The Wife He Dismissed (Billionaire Grovel and Redemption #3)
Chapter 1
ADELAIDE
Grant had texted her at six thirty seven.
Running late. Don't wait for me.
Adelaide read it twice. He hadn't said sorry. He hadn't said happy anniversary. Just the clean, efficient dismissal of a man who had already moved on to the next thing before his thumb left the screen.
She set the phone face down on the kitchen island.
The apartment looked like a woman who was still trying.
Candles on the dining table, flames steady against the silence.
The good plates, the ones she only used when Grant's world was watching, arranged with a care that embarrassed her now.
Linen napkins. Polished silverware. A bottle of wine breathing beside two glasses that would not be touched.
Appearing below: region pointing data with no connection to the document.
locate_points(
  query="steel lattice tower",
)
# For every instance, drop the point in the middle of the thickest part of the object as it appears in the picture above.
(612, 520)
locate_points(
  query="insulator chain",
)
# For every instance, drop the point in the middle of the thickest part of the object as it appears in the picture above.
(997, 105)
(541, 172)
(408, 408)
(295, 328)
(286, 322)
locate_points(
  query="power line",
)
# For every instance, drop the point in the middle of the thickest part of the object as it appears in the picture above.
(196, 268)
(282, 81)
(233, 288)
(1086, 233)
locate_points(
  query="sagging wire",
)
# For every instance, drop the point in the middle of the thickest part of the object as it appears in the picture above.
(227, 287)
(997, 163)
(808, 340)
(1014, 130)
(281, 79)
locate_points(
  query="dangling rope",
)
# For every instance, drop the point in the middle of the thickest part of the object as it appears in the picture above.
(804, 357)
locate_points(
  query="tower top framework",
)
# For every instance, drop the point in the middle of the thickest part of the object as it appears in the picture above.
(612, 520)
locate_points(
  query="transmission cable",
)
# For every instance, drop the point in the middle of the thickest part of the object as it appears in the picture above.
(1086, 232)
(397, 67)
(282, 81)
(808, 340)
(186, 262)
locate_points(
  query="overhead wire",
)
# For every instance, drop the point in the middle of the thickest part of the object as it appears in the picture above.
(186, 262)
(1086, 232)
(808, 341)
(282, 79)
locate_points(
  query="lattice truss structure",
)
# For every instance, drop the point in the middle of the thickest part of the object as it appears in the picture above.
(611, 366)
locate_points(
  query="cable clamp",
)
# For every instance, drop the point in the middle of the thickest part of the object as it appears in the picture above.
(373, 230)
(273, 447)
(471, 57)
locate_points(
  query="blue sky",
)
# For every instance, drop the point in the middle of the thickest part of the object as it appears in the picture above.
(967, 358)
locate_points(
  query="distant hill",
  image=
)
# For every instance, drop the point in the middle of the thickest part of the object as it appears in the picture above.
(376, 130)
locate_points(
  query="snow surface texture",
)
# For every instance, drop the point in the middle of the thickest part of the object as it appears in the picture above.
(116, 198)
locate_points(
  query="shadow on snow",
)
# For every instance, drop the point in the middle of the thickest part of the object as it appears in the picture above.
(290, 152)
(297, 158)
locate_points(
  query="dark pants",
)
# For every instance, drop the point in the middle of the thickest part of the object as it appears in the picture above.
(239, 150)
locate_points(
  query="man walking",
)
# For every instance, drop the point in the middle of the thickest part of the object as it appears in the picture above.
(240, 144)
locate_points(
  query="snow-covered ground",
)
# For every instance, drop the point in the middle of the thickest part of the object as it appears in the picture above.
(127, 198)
In the oven, the sea bass had begun to curl at the edges, drying into something no one would eat.
Anniversary dinner for two. Or, apparently, one.
She should have packed everything away the moment the text arrived. Blown out the candles. Washed the careful makeup from her face and put on one of his old shirts she still slept in, not out of love anymore, just the muscle memory of comfort. The sensible thing.
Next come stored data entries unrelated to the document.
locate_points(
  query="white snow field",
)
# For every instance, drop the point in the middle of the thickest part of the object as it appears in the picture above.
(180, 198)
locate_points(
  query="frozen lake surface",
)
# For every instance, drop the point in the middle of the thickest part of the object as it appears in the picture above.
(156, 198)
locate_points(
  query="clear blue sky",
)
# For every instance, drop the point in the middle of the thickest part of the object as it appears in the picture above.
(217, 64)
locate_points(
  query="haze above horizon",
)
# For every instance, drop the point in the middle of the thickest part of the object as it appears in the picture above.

Instead she stood in her dark silk dress, the one Grant had once said made her look unforgettable, and watched the clock over the stove click from seven to seven-thirty to eight-fifteen. The candles burned halfway down. The knot in her chest hardened.
She picked up her phone. No new message. No call. She typed: Are you still at the office?
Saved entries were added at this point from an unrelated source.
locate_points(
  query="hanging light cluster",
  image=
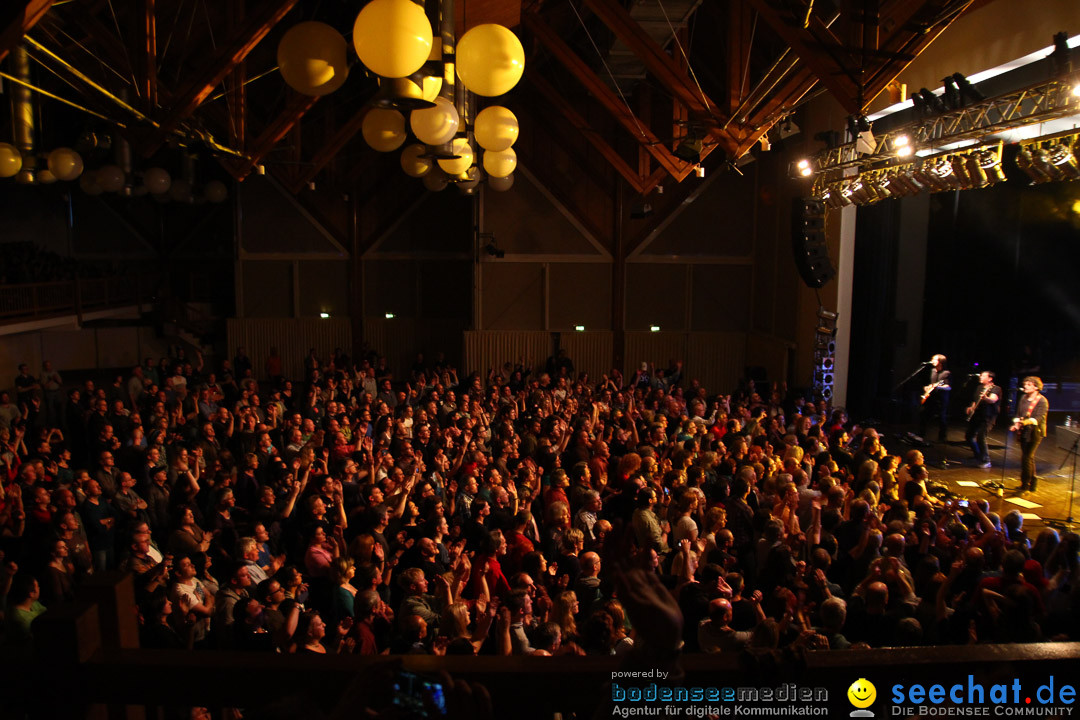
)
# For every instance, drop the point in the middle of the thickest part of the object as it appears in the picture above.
(418, 78)
(1048, 161)
(67, 165)
(961, 171)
Then deleted it. The answer would be yes, whether it was true or not.
She crossed the kitchen and switched off the oven, both palms flat against the counter, and stood there breathing.
The apartment was too large without him.
It was always too large without him, all sleek surfaces and expensive angles, beautiful the way hotel lobbies were beautiful.
Designed to impress. Impossible to rest inside.
Her reflection caught in the darkened window.
Blonde hair pinned back too neatly. Gold earrings she'd almost returned because of the price, but Grant had insisted.
They're nothing, Addie, just wear them. Mouth painted a soft rose that had started to fade an hour ago.
A wife who looked composed enough to admire from across a room but not, apparently, to remember.
It wasn't just tonight. That was the part she kept circling.
If it were only tonight, she could have been angry.
Anger would have been easier than this slow erosion, this accumulating understanding that she had become a decorative element in Grant's life, placed correctly, spoken of fondly, barely seen.
When the phone vibrated, hope hit her so fast it hurt.
But it wasn't Grant. It was a credit card alert.
A charge has been made at Hotel Bellecour.
She stared at the screen. Hotel Bellecour. A boutique hotel fifteen minutes from Grant's office. Too close to be innocent. Too intimate to explain with a client dinner.
Her stomach dropped: a physical, lurching thing, like missing a step in the dark.
No, she thought. There's an explanation.
But her thumb was already moving. She opened the shared banking app. Grant almost never used that card unless he was traveling. She knew his habits because she had once known everything about him.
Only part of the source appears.